Ia tiba-tiba menghela napas dan mendekatkan wajahnya ke telinga Chen Xiaolian. Ia berkata, “Tentang kisah Pohon Dunia dan penciptaan dunia baru, itu hanyalah salah satu legenda mengenai Pohon Dunia. Itu adalah legenda yang paling terkenal di antara semuanya. Namun, dari yang kudengar, ada legenda lain mengenai Pohon Dunia.”
“Menurut legenda ini, biji Pohon Dunia dapat ditanam untuk menumbuhkan Pohon Dunia. Dari Pohon Dunia, Anda dapat mendaki menuju… …”
“Akhir Dunia.”
“Akhir Dunia? Itu hal yang aneh untuk dikatakan. Mari kita tidak membahas pertanyaan apakah Akhir Dunia benar-benar ada, tetapi apa sebenarnya Akhir Dunia itu?”
“Konon tempat itu adalah tempat reruntuhan. Siapa pun dari dunia ini yang telah meninggal, apa pun yang hancur akan dikirim oleh sistem ke sana. Akhir yang abadi, sebuah makam. Sederhananya, itu adalah tempat pemakaman.”
“Tempat pemakaman? Apa gunanya memiliki itu?”
“Banyak sekali. Saya sendiri tidak begitu paham detailnya, tetapi saya pernah mendengar sebuah legenda tentang itu. Legenda mengatakan bahwa seseorang pernah mendapatkan benih Pohon Dunia, dan melalui benih itu, orang tersebut mencapai ujung dunia. Di sana, orang itu membangkitkan satu orang.”
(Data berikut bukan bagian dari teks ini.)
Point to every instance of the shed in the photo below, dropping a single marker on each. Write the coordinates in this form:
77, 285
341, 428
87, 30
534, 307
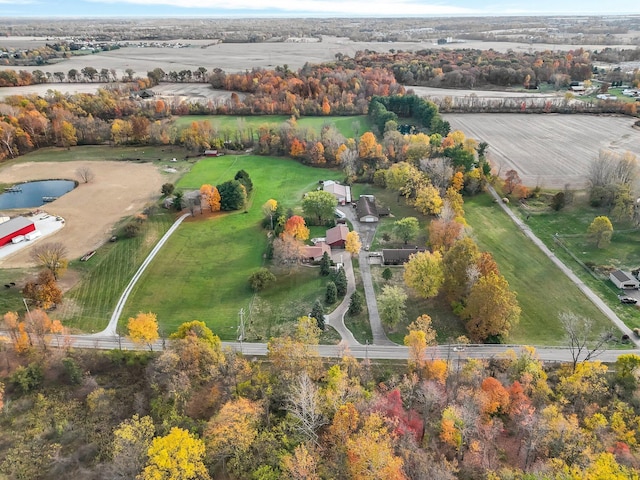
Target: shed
313, 253
398, 256
337, 236
366, 209
14, 228
623, 280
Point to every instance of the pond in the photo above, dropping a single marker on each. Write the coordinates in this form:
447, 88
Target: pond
34, 194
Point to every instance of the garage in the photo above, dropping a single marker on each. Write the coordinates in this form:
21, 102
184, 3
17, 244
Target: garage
14, 228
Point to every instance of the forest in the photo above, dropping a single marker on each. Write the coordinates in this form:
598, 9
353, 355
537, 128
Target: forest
196, 410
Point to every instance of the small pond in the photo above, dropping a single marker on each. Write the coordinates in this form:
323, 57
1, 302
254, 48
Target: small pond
34, 194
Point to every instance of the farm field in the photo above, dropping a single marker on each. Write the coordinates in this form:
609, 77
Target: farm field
345, 125
542, 290
202, 271
548, 150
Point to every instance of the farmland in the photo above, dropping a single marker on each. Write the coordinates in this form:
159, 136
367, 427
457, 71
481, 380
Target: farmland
548, 150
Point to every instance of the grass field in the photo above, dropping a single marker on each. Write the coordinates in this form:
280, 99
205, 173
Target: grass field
345, 125
89, 305
201, 273
542, 290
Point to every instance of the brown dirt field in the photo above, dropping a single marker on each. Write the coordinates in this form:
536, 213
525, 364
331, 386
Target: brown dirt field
90, 211
548, 150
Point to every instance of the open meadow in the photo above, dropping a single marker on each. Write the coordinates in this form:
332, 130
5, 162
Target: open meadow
202, 271
548, 150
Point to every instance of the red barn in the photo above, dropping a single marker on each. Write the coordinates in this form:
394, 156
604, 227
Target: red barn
13, 228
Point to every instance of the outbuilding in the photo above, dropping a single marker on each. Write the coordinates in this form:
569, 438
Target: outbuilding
624, 280
14, 228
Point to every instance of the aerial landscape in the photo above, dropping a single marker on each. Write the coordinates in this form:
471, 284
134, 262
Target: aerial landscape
300, 242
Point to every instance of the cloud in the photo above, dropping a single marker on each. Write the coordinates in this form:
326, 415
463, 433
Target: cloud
315, 7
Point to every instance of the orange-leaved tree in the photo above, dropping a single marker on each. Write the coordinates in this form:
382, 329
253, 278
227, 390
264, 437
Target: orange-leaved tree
143, 329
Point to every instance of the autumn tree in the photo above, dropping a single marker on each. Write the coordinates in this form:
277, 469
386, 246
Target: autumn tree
297, 228
143, 329
371, 452
130, 446
176, 456
319, 205
600, 231
352, 243
406, 228
211, 197
44, 291
423, 273
52, 256
492, 309
392, 305
260, 279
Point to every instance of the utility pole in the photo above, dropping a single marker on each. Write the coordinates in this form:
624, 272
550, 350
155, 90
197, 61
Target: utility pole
241, 328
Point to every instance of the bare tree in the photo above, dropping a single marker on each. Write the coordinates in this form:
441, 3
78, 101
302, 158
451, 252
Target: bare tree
52, 256
304, 405
85, 174
579, 333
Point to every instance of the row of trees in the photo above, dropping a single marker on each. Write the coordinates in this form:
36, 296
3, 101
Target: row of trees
196, 410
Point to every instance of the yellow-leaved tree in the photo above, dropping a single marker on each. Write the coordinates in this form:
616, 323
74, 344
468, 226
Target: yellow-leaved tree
143, 329
352, 243
176, 456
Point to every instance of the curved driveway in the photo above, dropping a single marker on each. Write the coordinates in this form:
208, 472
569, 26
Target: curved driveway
111, 328
597, 301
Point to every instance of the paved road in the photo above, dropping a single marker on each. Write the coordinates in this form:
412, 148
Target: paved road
380, 352
336, 318
603, 307
110, 330
366, 233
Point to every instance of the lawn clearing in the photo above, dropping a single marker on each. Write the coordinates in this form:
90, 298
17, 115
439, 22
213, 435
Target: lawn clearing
543, 291
350, 126
201, 273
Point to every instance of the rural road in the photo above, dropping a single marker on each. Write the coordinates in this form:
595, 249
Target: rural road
597, 301
113, 322
373, 352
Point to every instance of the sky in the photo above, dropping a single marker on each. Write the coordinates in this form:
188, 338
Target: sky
310, 8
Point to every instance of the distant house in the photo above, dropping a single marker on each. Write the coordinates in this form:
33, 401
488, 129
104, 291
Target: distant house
398, 256
623, 280
341, 192
337, 236
313, 253
366, 209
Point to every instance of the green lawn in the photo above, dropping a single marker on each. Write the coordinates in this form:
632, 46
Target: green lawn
345, 125
543, 290
89, 305
201, 272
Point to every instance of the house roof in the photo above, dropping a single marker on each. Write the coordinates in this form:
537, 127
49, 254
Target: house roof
7, 228
336, 234
399, 254
315, 251
366, 206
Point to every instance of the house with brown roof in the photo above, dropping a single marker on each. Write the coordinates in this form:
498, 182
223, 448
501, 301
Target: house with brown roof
336, 237
313, 253
366, 209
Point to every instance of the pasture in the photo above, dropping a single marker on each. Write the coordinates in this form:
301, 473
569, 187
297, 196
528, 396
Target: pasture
542, 290
202, 271
349, 126
548, 150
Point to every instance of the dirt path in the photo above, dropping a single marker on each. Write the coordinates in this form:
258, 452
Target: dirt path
90, 210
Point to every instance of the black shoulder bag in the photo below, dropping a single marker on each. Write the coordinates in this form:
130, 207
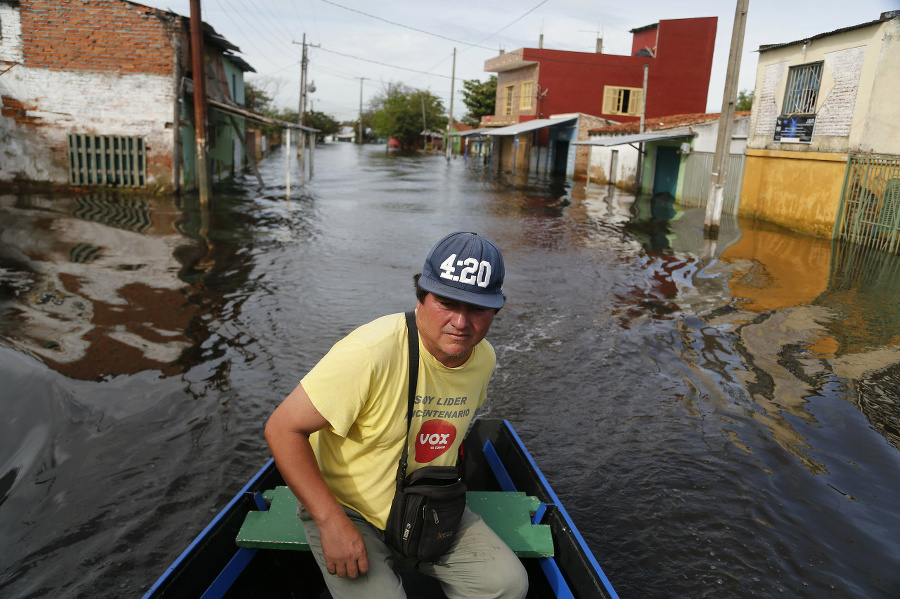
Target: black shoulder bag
429, 503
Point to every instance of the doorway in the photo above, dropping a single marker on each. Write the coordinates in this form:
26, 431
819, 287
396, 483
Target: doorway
665, 179
561, 158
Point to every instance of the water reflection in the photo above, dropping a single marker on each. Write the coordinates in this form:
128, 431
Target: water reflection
717, 417
92, 284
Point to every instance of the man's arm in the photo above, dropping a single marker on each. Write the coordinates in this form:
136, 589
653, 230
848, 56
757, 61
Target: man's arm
287, 433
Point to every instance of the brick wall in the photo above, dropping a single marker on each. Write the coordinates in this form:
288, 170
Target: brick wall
836, 113
98, 35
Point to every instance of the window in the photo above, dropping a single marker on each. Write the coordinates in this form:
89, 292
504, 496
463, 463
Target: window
802, 89
622, 100
527, 95
112, 160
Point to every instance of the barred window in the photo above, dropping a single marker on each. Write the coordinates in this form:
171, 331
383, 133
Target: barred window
111, 160
802, 89
527, 94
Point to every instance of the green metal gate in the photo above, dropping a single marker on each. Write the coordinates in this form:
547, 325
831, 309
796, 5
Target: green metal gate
869, 212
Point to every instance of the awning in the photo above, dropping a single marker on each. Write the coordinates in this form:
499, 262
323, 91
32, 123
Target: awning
618, 140
252, 116
530, 126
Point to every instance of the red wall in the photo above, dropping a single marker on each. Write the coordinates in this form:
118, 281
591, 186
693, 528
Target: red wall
574, 80
679, 82
678, 78
97, 36
645, 38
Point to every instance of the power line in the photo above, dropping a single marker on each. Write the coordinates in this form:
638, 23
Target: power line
514, 22
384, 64
438, 35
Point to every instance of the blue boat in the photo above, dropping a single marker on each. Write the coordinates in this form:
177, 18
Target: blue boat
255, 546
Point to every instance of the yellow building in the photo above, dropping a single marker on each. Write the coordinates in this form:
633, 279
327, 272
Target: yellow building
818, 101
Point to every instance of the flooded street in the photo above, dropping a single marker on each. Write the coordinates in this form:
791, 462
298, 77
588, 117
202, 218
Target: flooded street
720, 421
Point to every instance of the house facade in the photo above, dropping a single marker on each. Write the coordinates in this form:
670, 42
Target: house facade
819, 104
677, 157
98, 93
675, 56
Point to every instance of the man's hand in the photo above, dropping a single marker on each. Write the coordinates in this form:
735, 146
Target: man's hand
344, 549
287, 433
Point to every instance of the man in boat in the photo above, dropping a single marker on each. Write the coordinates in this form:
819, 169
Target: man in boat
338, 436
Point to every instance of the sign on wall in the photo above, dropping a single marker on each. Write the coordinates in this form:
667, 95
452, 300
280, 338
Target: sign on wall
795, 129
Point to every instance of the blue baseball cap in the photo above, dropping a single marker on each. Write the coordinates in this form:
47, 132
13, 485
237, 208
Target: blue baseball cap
465, 267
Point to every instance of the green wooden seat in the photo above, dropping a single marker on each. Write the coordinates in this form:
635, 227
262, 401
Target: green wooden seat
508, 514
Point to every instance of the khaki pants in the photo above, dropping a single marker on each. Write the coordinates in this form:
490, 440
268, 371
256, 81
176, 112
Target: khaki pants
478, 565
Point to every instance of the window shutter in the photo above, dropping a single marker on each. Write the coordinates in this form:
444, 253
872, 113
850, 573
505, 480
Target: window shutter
636, 103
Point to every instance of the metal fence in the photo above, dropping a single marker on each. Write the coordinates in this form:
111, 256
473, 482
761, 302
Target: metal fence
697, 176
112, 160
869, 212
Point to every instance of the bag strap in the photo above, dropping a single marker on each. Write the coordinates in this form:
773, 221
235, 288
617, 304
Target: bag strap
412, 335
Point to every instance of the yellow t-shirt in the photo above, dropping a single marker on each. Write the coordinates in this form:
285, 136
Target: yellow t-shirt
360, 387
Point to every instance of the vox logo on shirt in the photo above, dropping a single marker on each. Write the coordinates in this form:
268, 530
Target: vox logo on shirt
434, 439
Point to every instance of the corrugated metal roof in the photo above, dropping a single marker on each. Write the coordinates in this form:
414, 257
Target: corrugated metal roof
252, 116
480, 131
618, 140
530, 126
885, 16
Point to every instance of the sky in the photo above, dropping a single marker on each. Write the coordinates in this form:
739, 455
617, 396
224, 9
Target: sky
359, 47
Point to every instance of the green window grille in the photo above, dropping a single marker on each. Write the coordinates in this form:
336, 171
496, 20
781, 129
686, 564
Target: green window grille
869, 212
109, 160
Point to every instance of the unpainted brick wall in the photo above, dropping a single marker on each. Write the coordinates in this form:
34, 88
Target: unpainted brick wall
98, 35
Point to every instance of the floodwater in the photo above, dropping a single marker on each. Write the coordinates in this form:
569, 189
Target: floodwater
721, 420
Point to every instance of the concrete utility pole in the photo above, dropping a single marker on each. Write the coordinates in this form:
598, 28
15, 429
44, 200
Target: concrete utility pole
726, 121
641, 153
199, 76
301, 111
361, 79
450, 123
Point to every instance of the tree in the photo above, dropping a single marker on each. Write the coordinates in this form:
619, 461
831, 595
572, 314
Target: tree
744, 101
403, 113
480, 98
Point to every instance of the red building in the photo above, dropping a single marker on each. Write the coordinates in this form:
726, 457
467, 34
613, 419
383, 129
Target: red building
537, 83
594, 89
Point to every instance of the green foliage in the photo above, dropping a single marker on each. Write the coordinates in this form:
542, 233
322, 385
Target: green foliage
745, 100
480, 98
403, 112
260, 102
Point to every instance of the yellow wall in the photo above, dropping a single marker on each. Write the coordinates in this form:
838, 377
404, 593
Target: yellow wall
798, 190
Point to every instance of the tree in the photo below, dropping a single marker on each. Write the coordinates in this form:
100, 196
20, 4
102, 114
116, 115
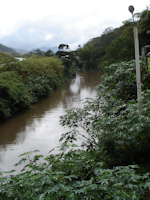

“Membangkitkan kembali satu orang?” Chen Xiaolian mengerutkan alisnya. “Kedengarannya tidak terlalu istimewa. Mereka yang telah bangkit bisa disegarkan kembali menjadi manusia biasa sejak awal. Memulihkan ingatan orang itu juga tidak terlalu sulit. Guild Laut Api Gunung Pedang kurang lebih berhasil memulihkan ingatan Qiao Yifeng. Tentu saja, kekuatannya sebagai seorang yang telah bangkit tidak dapat dipulihkan…”
“Tidak, orang yang dibangkitkan yang kumaksud bukanlah orang biasa, bukan pula seorang Yang Terbangun.” Setelah mengatakan itu, Miao Yan melanjutkan dengan lebih lambat. “Seorang Irregularity. Menurut legenda ini, dahulu kala, seseorang telah menggunakan benih Pohon Dunia untuk mencapai Ujung Dunia dan… … … membangkitkan seorang Irregularity.”